Depois d'uma curta deliberação a Assembléa lavrou o decreto seguinte:

«Republica romana.

Em nome de Deos e do povo.

A Assembléa constituinte romana cessa uma defeza impossivel. Fica no seu posto.

O triumvirato é encarregado da execução do presente decreto.»

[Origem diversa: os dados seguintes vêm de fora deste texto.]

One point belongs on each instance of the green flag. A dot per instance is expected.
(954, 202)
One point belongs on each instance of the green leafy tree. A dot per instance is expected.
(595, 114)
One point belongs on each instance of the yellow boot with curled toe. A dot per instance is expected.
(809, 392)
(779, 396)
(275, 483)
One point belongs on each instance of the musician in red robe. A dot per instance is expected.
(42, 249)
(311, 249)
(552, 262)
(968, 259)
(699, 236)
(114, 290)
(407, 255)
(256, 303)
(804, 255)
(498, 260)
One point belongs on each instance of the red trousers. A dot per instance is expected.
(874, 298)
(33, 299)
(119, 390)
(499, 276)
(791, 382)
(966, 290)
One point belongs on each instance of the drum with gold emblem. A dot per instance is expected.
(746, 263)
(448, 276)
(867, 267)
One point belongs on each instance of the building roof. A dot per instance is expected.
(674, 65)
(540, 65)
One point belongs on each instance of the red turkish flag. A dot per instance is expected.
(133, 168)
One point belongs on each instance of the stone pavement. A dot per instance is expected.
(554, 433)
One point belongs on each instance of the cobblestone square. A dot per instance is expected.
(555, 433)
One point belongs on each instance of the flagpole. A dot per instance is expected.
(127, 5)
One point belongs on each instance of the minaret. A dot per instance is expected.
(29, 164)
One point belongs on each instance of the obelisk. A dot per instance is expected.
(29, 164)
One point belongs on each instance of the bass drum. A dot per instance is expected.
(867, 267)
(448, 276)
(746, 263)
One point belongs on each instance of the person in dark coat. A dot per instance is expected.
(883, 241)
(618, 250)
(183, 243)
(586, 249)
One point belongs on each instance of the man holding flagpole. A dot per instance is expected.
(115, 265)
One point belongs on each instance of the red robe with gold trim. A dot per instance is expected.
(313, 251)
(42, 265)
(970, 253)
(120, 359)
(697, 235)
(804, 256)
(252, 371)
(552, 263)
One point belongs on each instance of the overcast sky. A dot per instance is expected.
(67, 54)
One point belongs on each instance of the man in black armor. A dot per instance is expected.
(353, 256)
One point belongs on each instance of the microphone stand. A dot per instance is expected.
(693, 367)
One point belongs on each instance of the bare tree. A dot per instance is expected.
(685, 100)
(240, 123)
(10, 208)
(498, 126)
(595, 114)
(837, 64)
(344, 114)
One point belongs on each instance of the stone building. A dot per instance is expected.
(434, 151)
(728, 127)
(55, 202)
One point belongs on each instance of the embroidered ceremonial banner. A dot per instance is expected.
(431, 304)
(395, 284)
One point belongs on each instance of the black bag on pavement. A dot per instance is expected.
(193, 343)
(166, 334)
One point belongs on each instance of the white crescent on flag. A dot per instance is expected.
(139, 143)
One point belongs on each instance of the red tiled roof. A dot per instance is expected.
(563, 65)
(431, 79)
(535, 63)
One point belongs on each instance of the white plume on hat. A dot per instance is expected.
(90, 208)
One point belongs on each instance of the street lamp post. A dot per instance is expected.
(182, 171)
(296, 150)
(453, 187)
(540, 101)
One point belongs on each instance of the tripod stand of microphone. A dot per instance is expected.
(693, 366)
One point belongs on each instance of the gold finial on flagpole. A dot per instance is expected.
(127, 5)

3A campanha de 1859 e a expedição da Sicilia provam que Garibaldi tinha razão.
4Eis aqui como o historiador Vecchi, um dos mais corajosos defensores de Roma descreve este combate: «Nós estavamos cerrados na villa Spada, onde sustentavamos um horrivel fogo de mosquetes e carabinas: Começavam a faltar-nos as munições, quando o general Garibaldi appareceu com uma columna de legionarios e alguns soldados do 6.o regimento de linha, commandados por Pazi, decidido a dar um ultimo golpe, não para salvação, mas para honra de Roma. Reunidos aos nossos companheiros, lançamo-nos sobre a brecha, ferindo com lanças, espadas e bayonetas: a polvora e as ballas faltavam. Os francezes espantados d'este terrivel choque recuaram logo; mas outros vieram, ao mesmo tempo que a artilheria apontada sobre nós começava a levar-nos filas inteiras. O recinto Aureliano foi tomado e retomado; não havia ahi nem logar onde pousar o pé a não ser sobre algum morto ou ferido. Garibaldi, durante esta noite, foi maior do que eu nunca o vira, maior que nunca ninguem o vio. Sua espada era um raio; cada homem ferido era um morto. O sangue de um novo adversario lavava o sangue do que acava de cair. Tel-o-hiam chamado Leonidas nas Termophylas, Ferracio no castello da Gavissana. Eu tremia de o ver cair de um a outro instante; mas não; ficou de pé como o destino.»